Heterocarpus is a genus of deep-sea shrimp, mainly of tropical areas all over the world.

Description
Heterocarpus is characterised by the highly unequal second pair of pereiopods: one side is long and thin and the other is short but stronger, besides the carapace with one or more longitudinal carinae.

Species
So far, 30 species have been described for this genus, Heterocarpus ensifer being the type species. The described species of this genus are:

Heterocarpus abulbus Yang, Chan & Chu, 2010
Heterocarpus affins Faxon, 1893
Heterocarpus alexandri A. Milne-Edwards, 1883
Heterocarpus amacula Crosnier, 1988
Heterocarpus calmani Crosnier, 1988
Heterocarpus chani Li, 2006
Heterocarpus corona Yang, Chan & Chu, 2010
Heterocarpus cutressi Monterossa, 1988
Heterocarpus dorsalis Bate, 1888
Heterocarpus ensifer A. Milne-Edwards, 1881
Heterocarpus inopinatus Tavares, 1999
Heterocarpus intermedius Crosnier, 1999
Heterocarpus gibbosus Bate, 1888
Heterocarpus grimaldii A. Milne-Edwards & Bouvier, 1900
Heterocarpus hayashii Crosnier, 1988
Heterocarpus hostilis Faxon, 1893
Heterocarpus laevigatus Bate, 1888
Heterocarpus lepidus De Man, 1917
Heterocarpus longirostris McGilchrist, 1905
Heterocarpus neisi Burukovsky, 1986
Heterocarpus oryx A. Milne-Edwards, 1881
Heterocarpus parvispina Crosnier, 1988
Heterocarpus reedi Bahamondi, 1955
Heterocarpus sibogae De Man, 1917
Heterocarpus signatus Rathbun, 1906
Heterocarpus tenuidentatus Crosnier, 2006
Heterocarpus tricarinatus Alcock & Anderson, 1894
Heterocarpus unicarinatus Borradeile, 1915
Heterocarpus woodmasoni Alcock, 1901
Heterocarpus vicarius Faxon, 1893

Ecology

Many Heterocarpus shrimp are known for using bioluminescence as a defense, spitting it on predators.

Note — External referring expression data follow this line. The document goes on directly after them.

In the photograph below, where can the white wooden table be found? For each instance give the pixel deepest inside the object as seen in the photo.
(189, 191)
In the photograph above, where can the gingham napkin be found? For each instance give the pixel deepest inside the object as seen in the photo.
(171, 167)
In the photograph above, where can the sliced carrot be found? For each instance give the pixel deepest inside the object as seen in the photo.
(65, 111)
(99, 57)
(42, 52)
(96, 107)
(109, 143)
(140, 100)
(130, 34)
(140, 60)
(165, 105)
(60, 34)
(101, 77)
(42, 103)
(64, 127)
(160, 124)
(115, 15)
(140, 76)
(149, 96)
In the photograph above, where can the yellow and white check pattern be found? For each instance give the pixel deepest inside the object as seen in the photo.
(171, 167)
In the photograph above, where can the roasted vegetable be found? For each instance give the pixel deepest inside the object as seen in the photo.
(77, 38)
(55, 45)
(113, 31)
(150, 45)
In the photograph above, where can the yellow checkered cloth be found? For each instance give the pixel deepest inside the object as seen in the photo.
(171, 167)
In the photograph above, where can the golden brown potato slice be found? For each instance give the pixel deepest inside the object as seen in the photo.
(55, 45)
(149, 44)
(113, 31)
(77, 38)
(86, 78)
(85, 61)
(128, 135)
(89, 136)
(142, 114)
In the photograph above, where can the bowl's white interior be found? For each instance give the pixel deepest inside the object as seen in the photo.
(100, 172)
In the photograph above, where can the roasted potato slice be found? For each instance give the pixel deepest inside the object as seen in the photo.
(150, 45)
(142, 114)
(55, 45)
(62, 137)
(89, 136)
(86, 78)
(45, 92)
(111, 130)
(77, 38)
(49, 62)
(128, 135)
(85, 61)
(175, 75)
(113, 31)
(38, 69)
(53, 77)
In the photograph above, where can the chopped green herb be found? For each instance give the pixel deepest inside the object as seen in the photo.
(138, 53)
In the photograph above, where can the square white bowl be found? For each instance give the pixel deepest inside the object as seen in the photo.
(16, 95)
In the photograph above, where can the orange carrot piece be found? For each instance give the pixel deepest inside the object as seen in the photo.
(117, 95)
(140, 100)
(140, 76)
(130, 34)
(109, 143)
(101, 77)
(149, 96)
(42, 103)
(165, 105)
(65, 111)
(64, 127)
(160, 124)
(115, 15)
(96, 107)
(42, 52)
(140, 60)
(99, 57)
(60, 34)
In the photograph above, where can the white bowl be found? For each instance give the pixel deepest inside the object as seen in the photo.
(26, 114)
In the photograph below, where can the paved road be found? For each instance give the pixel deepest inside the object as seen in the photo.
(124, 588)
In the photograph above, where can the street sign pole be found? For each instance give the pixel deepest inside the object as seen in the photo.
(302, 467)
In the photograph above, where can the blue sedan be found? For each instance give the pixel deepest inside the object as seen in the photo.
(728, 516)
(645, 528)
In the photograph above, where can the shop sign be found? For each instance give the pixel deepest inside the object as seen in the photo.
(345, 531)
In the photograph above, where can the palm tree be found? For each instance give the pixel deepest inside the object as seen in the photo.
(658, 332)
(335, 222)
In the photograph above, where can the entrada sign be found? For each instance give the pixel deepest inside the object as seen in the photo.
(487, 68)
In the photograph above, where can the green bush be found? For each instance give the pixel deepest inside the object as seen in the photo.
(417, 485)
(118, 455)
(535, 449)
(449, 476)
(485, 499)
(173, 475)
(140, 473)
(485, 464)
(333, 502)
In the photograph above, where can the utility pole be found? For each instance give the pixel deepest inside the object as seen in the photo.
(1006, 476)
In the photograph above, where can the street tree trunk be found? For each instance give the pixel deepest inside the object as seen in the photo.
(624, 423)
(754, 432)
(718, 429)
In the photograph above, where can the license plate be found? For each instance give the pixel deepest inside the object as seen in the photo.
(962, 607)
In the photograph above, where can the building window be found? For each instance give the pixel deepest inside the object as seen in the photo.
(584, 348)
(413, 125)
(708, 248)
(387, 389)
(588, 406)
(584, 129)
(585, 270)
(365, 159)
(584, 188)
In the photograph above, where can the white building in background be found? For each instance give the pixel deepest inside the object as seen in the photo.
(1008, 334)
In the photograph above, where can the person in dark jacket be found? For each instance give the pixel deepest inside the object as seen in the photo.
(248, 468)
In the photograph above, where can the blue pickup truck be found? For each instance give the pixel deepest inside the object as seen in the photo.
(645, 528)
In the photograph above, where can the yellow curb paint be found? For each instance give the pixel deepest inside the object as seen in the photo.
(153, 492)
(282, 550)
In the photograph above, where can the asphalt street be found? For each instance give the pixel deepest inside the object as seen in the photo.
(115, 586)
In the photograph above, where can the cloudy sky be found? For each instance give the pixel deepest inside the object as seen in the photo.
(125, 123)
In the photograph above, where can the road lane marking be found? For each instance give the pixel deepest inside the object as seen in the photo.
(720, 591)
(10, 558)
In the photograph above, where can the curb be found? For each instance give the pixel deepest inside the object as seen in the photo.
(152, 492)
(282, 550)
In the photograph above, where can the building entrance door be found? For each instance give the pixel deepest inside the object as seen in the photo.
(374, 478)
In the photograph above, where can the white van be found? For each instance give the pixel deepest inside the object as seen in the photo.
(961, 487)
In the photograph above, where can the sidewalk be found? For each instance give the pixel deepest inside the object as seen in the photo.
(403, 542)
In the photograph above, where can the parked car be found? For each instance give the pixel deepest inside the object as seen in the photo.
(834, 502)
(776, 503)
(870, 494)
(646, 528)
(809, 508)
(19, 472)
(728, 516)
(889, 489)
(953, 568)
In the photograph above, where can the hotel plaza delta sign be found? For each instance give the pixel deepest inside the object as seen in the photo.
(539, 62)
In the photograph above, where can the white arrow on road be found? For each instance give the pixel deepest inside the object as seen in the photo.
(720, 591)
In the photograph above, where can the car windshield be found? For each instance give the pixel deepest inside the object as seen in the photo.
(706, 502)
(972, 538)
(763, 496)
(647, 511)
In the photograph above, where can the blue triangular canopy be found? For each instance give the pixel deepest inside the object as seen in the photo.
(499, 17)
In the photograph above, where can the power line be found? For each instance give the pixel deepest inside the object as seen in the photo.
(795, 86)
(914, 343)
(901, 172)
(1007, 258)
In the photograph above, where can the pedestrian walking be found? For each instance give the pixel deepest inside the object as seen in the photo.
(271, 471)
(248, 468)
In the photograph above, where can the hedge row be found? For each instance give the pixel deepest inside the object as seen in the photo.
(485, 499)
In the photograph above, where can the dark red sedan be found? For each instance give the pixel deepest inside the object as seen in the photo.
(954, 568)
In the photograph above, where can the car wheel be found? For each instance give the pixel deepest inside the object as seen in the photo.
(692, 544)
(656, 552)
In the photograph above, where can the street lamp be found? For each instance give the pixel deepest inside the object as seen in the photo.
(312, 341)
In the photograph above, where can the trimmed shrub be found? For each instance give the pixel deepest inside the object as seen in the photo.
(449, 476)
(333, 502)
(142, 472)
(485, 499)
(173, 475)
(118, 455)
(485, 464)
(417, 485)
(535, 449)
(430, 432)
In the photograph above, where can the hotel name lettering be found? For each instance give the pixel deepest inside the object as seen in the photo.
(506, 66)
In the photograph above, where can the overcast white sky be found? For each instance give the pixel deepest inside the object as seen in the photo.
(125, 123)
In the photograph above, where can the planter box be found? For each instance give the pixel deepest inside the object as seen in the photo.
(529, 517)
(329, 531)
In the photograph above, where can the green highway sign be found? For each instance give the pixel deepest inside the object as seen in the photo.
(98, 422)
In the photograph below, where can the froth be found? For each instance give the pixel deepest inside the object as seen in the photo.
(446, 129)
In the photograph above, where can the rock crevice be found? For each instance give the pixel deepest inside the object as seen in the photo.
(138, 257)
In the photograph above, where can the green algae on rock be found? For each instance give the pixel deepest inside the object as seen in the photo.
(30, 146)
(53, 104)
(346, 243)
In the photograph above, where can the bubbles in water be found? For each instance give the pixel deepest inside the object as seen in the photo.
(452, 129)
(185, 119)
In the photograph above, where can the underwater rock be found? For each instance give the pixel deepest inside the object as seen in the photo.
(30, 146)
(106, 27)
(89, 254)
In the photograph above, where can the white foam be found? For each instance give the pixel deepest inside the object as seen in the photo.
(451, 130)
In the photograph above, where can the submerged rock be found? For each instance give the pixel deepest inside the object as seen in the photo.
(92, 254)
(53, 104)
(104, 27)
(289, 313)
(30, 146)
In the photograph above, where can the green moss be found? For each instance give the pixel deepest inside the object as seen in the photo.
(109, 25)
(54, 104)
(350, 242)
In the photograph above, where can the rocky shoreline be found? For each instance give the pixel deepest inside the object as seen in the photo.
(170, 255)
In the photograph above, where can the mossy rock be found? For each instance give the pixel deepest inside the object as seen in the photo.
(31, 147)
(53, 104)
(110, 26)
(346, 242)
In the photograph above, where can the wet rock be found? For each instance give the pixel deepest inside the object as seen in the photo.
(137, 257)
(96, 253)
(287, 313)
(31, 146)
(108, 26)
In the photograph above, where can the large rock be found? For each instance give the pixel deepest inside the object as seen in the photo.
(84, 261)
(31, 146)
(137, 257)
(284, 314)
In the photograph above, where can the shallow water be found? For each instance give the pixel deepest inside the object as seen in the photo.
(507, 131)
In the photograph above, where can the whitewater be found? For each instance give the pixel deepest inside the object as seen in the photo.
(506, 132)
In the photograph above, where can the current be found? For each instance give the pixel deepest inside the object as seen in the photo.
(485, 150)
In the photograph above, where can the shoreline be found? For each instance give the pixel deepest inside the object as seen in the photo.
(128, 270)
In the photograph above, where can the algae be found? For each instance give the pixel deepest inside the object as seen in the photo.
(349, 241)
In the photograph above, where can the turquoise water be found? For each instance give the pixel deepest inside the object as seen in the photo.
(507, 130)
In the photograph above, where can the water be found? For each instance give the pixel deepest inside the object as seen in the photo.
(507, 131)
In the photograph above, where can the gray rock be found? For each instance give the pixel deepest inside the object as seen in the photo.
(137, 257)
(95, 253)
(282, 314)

Studies about their feeding habits, and the fact that they may be found in the stomach contents of some pelagic sharks and other fishes is interpreted as they have benthic habits, but they do migrations to the water column at night. Some species of this genus have high fishery potential, such as H. reedi  and H. laevigatus.